Penelitian ini memiliki beberapa keterbatasan. Pertama, jumlah pasien yang relatif kecil dalam penelitian kami melemahkan nilai dari hasil statistik. Selain itu, jumlah yang relatif kecil pasien HIV-seropositif mungkin belum cukup untuk memudahkan deteksi perbedaan dalam temuan CT untuk pasien dengan jumlah CD4 T-limfosit <50 sel l-1 dan> 50 sel l-1. Kedua, ada perbedaan dalam distribusi umur dan jenis kelamin antara pasien terinfeksi HIV dan tidak terinfeksi.

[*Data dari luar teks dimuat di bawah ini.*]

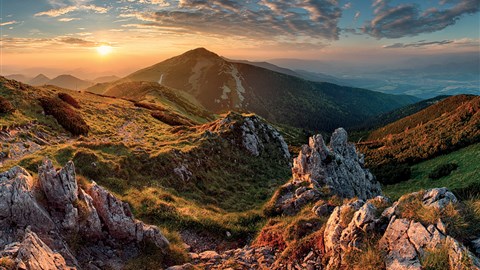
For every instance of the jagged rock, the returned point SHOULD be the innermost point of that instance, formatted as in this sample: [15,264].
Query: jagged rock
[33,254]
[89,221]
[476,246]
[60,187]
[322,209]
[438,197]
[334,227]
[18,204]
[250,132]
[209,255]
[187,266]
[119,219]
[401,254]
[183,173]
[364,221]
[66,216]
[339,167]
[459,257]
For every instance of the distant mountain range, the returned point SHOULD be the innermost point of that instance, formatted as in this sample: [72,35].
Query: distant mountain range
[280,95]
[65,81]
[420,76]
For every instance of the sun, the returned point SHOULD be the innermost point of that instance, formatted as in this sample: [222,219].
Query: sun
[104,50]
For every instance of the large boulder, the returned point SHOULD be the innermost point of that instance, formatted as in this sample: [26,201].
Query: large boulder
[118,219]
[18,204]
[58,215]
[60,187]
[251,133]
[33,254]
[338,167]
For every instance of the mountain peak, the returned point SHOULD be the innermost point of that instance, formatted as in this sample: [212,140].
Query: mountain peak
[201,52]
[41,75]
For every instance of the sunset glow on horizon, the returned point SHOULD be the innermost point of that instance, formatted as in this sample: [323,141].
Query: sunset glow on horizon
[63,34]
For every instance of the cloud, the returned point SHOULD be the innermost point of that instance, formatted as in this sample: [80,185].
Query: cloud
[456,43]
[68,19]
[78,42]
[264,19]
[57,12]
[417,44]
[8,23]
[352,31]
[409,20]
[65,10]
[54,43]
[357,15]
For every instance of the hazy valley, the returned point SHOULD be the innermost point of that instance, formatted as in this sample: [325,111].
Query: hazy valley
[235,189]
[239,135]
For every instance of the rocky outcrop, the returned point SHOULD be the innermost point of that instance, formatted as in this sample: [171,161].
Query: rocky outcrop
[321,171]
[338,167]
[119,221]
[374,227]
[33,253]
[56,214]
[251,133]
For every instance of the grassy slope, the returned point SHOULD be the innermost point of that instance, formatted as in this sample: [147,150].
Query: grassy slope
[446,126]
[134,155]
[468,173]
[278,97]
[423,116]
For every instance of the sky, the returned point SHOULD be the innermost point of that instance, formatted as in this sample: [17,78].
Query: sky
[64,35]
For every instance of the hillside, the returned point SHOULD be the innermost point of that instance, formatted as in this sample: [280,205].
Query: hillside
[192,178]
[70,82]
[105,79]
[18,77]
[220,186]
[463,181]
[439,129]
[431,112]
[40,79]
[385,119]
[220,85]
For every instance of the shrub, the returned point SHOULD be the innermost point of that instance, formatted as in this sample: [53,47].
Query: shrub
[442,170]
[69,119]
[69,99]
[148,106]
[170,119]
[7,263]
[370,258]
[6,106]
[436,258]
[392,174]
[411,207]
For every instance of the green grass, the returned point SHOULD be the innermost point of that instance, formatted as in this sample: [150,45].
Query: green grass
[467,174]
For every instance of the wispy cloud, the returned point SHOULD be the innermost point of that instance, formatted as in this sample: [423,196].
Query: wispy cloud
[8,23]
[78,41]
[46,43]
[264,19]
[357,15]
[68,19]
[65,10]
[409,20]
[465,42]
[417,44]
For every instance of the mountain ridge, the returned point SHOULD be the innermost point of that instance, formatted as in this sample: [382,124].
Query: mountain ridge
[221,85]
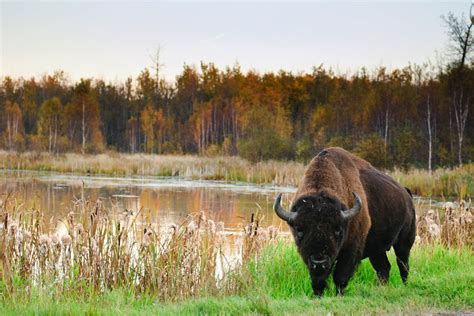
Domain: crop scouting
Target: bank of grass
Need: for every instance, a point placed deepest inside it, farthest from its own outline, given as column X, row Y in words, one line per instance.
column 443, row 182
column 441, row 280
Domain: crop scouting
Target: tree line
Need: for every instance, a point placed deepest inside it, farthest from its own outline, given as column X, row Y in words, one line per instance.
column 415, row 116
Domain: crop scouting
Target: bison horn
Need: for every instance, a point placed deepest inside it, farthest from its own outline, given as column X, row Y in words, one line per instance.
column 348, row 214
column 284, row 215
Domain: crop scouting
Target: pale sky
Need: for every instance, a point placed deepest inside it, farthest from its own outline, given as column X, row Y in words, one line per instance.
column 114, row 40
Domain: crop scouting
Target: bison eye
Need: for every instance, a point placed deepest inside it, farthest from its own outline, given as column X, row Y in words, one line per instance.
column 299, row 232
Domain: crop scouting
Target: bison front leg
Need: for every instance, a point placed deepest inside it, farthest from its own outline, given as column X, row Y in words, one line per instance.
column 318, row 287
column 345, row 267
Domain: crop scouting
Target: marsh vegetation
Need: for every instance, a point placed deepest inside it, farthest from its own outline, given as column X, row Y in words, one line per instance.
column 95, row 260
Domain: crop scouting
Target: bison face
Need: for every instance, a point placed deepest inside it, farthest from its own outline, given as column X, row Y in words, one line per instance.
column 319, row 224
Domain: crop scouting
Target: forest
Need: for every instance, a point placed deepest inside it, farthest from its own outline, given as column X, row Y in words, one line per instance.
column 416, row 116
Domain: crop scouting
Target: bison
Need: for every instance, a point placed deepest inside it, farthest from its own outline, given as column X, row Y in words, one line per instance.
column 346, row 210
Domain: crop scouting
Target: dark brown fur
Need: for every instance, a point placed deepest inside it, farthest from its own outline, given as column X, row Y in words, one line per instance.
column 387, row 219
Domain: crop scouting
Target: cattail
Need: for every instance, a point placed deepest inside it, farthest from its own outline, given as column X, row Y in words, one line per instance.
column 66, row 240
column 44, row 239
column 211, row 226
column 191, row 228
column 55, row 240
column 173, row 228
column 220, row 227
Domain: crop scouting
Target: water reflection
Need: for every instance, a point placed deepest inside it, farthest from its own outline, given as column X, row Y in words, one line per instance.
column 164, row 200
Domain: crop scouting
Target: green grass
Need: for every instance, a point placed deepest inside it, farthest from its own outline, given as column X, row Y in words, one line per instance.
column 443, row 182
column 441, row 280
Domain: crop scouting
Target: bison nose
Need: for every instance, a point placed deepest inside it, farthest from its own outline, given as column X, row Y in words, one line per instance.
column 319, row 262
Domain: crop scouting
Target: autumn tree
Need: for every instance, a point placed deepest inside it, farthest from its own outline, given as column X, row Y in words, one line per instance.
column 13, row 121
column 49, row 121
column 85, row 109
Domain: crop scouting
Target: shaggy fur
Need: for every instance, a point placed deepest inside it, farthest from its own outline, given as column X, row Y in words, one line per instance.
column 326, row 241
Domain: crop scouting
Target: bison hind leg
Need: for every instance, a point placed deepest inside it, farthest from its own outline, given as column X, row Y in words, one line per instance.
column 402, row 253
column 402, row 250
column 381, row 265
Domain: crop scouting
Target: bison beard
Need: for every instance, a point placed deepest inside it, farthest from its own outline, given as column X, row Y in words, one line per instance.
column 345, row 210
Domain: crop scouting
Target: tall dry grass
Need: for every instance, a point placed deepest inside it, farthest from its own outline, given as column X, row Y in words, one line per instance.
column 195, row 167
column 94, row 250
column 452, row 226
column 443, row 182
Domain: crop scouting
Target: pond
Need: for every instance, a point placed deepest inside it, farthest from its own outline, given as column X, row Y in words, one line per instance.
column 166, row 199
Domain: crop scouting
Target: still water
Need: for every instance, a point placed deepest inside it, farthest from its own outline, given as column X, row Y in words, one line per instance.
column 166, row 200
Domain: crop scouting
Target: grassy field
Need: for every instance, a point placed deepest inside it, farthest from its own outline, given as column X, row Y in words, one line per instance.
column 441, row 280
column 457, row 182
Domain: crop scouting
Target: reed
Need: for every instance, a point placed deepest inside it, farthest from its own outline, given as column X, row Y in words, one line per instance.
column 443, row 182
column 95, row 252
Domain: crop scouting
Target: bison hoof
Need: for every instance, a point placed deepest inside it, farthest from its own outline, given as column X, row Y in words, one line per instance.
column 340, row 291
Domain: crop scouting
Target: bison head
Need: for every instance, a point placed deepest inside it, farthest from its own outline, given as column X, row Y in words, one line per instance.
column 319, row 224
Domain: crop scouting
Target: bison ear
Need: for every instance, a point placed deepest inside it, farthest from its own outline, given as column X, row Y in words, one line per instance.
column 348, row 214
column 288, row 217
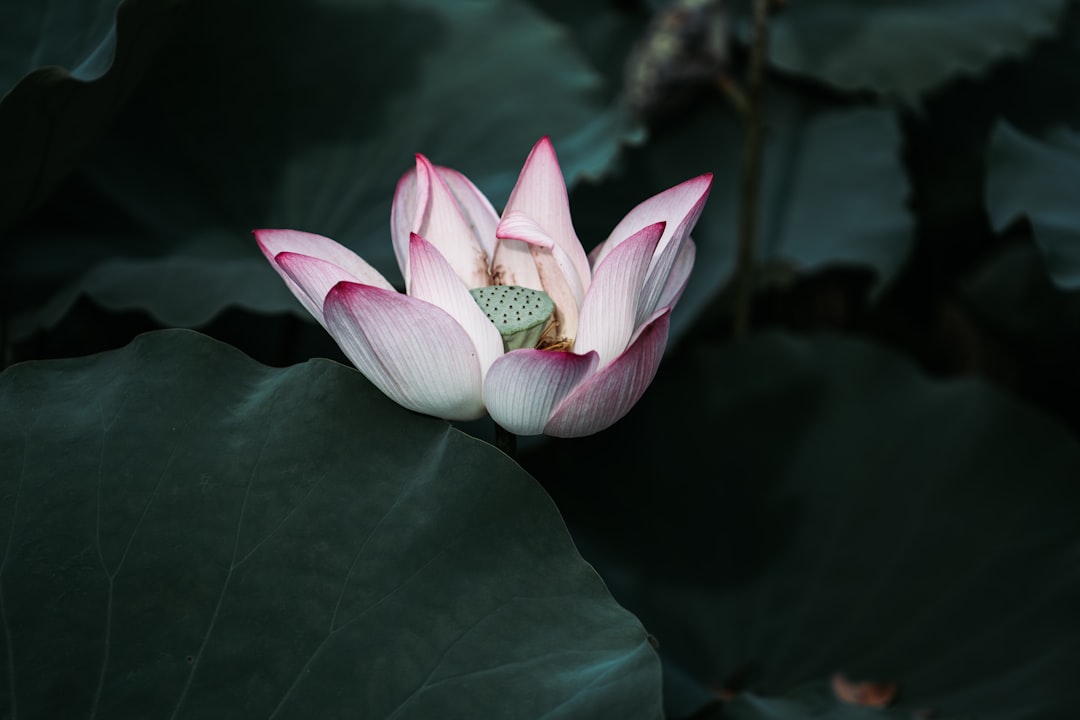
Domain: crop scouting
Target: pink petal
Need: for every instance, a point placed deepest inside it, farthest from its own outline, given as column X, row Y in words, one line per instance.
column 414, row 352
column 443, row 225
column 520, row 226
column 343, row 265
column 513, row 265
column 561, row 283
column 435, row 282
column 524, row 385
column 405, row 216
column 609, row 313
column 312, row 280
column 610, row 393
column 679, row 206
column 475, row 206
column 540, row 194
column 554, row 268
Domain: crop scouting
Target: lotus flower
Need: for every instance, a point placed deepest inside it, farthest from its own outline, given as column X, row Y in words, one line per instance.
column 461, row 340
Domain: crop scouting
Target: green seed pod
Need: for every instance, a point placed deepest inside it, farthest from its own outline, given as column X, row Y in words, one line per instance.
column 518, row 313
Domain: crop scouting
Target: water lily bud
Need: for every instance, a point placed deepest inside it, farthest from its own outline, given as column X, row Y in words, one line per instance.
column 521, row 314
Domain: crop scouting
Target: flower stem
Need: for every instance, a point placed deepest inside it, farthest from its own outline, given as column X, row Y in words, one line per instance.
column 751, row 181
column 505, row 440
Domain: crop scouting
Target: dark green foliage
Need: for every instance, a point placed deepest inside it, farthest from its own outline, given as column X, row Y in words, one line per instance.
column 900, row 505
column 187, row 533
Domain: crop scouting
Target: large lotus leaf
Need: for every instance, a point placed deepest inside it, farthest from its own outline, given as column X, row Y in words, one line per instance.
column 66, row 67
column 904, row 48
column 304, row 114
column 798, row 507
column 187, row 533
column 834, row 191
column 1038, row 179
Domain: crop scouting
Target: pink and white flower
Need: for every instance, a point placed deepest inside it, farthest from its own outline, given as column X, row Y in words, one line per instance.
column 433, row 349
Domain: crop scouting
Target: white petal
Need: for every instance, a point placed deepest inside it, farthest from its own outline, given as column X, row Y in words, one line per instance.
column 609, row 313
column 524, row 385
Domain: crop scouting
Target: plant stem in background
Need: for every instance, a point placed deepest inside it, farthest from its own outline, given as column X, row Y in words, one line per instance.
column 750, row 190
column 505, row 440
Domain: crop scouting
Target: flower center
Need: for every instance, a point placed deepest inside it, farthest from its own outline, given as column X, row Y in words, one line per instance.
column 521, row 314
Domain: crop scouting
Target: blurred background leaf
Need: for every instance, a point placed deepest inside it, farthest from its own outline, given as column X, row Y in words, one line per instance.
column 811, row 506
column 835, row 192
column 66, row 69
column 904, row 48
column 188, row 532
column 1038, row 179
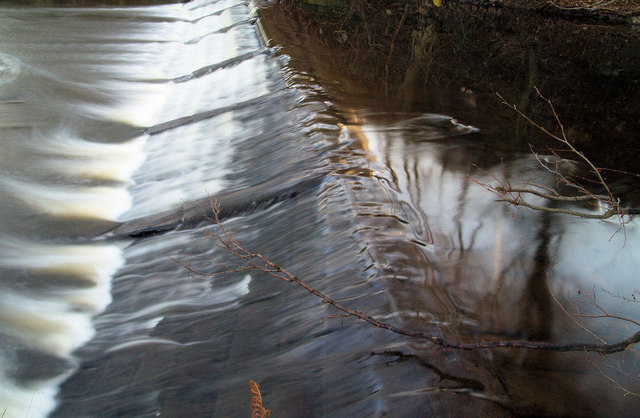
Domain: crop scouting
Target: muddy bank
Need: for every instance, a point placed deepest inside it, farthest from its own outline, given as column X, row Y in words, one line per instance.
column 405, row 57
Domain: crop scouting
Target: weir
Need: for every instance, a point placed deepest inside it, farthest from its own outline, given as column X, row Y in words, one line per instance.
column 124, row 127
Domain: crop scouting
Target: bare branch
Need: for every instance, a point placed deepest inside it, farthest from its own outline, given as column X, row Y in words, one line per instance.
column 259, row 262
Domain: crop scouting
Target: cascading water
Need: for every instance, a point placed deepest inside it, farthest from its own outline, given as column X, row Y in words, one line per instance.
column 116, row 123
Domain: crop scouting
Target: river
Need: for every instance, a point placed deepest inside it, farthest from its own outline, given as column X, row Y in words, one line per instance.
column 109, row 115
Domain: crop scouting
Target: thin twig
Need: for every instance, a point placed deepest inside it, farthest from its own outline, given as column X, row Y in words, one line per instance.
column 259, row 262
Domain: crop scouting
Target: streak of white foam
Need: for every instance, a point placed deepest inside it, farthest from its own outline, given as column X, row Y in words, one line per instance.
column 48, row 326
column 94, row 263
column 101, row 202
column 133, row 103
column 9, row 68
column 35, row 401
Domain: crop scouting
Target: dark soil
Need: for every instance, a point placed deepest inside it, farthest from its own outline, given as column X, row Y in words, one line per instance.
column 590, row 69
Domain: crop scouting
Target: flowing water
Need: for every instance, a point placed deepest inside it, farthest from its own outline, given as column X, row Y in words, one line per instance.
column 108, row 115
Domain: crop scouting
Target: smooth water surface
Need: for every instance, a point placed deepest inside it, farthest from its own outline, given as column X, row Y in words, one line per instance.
column 114, row 114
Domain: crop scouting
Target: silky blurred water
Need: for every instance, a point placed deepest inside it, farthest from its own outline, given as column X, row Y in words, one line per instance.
column 116, row 113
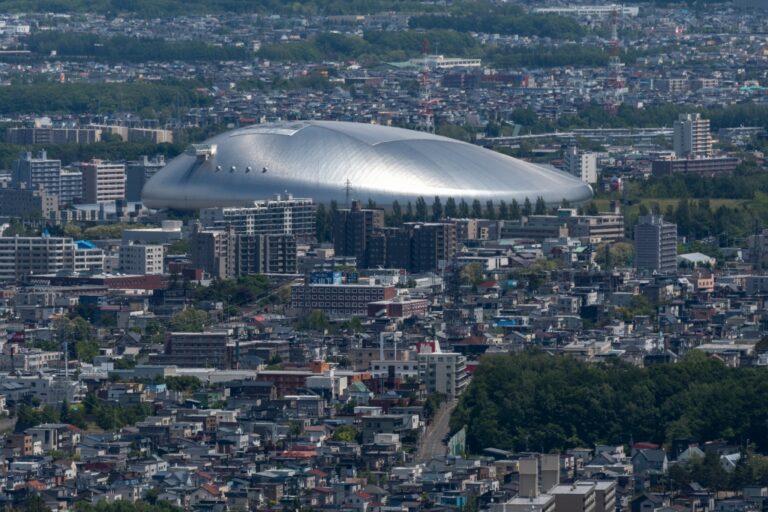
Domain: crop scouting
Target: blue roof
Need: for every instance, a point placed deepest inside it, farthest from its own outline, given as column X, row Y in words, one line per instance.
column 84, row 244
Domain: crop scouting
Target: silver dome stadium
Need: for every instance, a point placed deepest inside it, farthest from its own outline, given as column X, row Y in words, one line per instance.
column 318, row 159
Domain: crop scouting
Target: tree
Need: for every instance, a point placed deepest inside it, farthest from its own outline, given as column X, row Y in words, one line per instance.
column 463, row 209
column 503, row 210
column 514, row 210
column 451, row 210
column 345, row 433
column 189, row 320
column 437, row 210
column 527, row 208
column 316, row 320
column 421, row 209
column 472, row 274
column 477, row 209
column 322, row 229
column 490, row 210
column 397, row 214
column 183, row 383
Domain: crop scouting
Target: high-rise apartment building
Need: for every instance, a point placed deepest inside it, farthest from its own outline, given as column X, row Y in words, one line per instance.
column 281, row 215
column 442, row 372
column 40, row 172
column 213, row 251
column 138, row 173
column 352, row 230
column 266, row 254
column 691, row 138
column 71, row 186
column 432, row 245
column 103, row 181
column 24, row 256
column 655, row 245
column 22, row 201
column 141, row 259
column 581, row 164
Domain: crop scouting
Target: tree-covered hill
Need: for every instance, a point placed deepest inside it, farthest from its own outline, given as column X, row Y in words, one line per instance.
column 543, row 402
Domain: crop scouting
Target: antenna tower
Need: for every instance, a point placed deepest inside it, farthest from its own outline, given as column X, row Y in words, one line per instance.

Dalam penelitian kami, rasio jenis kelamin berbeda nyata antara pasien HIVpositif dan HIV-seronegatif. Hal ini mungkin terkait dengan pola rasio jenis kelamin untuk prevalensi AIDS, kehamilan dan gaya hidup tidak sehat (misalnya kurang berolahraga, tiba-tiba berat badan yang berlebihan untuk menjaga habitus tubuh tipis) pada orang dewasa wanita muda. Ketiga, tidak ada konfirmasi patologis dikaitkan dengan temuan CT untuk semua pasien. Temuan ini termasuk penebalan septum interlobular, mewakili granuloma kecil yang tak terhitung banyaknya tersebar di seluruh interstitium paru, dan daerah GGA, mewakili granuloma kecil yang mengakibatkan penebalan minimal dari interstitium septum, penebalan dinding alveolar atau perubahan edema. Sebagai kesimpulan, pasien HIV-seropositif memiliki prevalensi lebih rendah nodul besar dan prevalensi yang lebih tinggi dari penebalan septum interlobular, kelenjar getah bening nekrotik menyarankan limfadenitis TB dan keterlibatan ekstratorak pada gambar CT. Pengakuan perbedaan-perbedaan dalam temuan radiologi antara pasien HIV seropositif dan seronegatif dapat membantu dalam diagnosis dini status kekebalan pada pasien dengan TB miliar.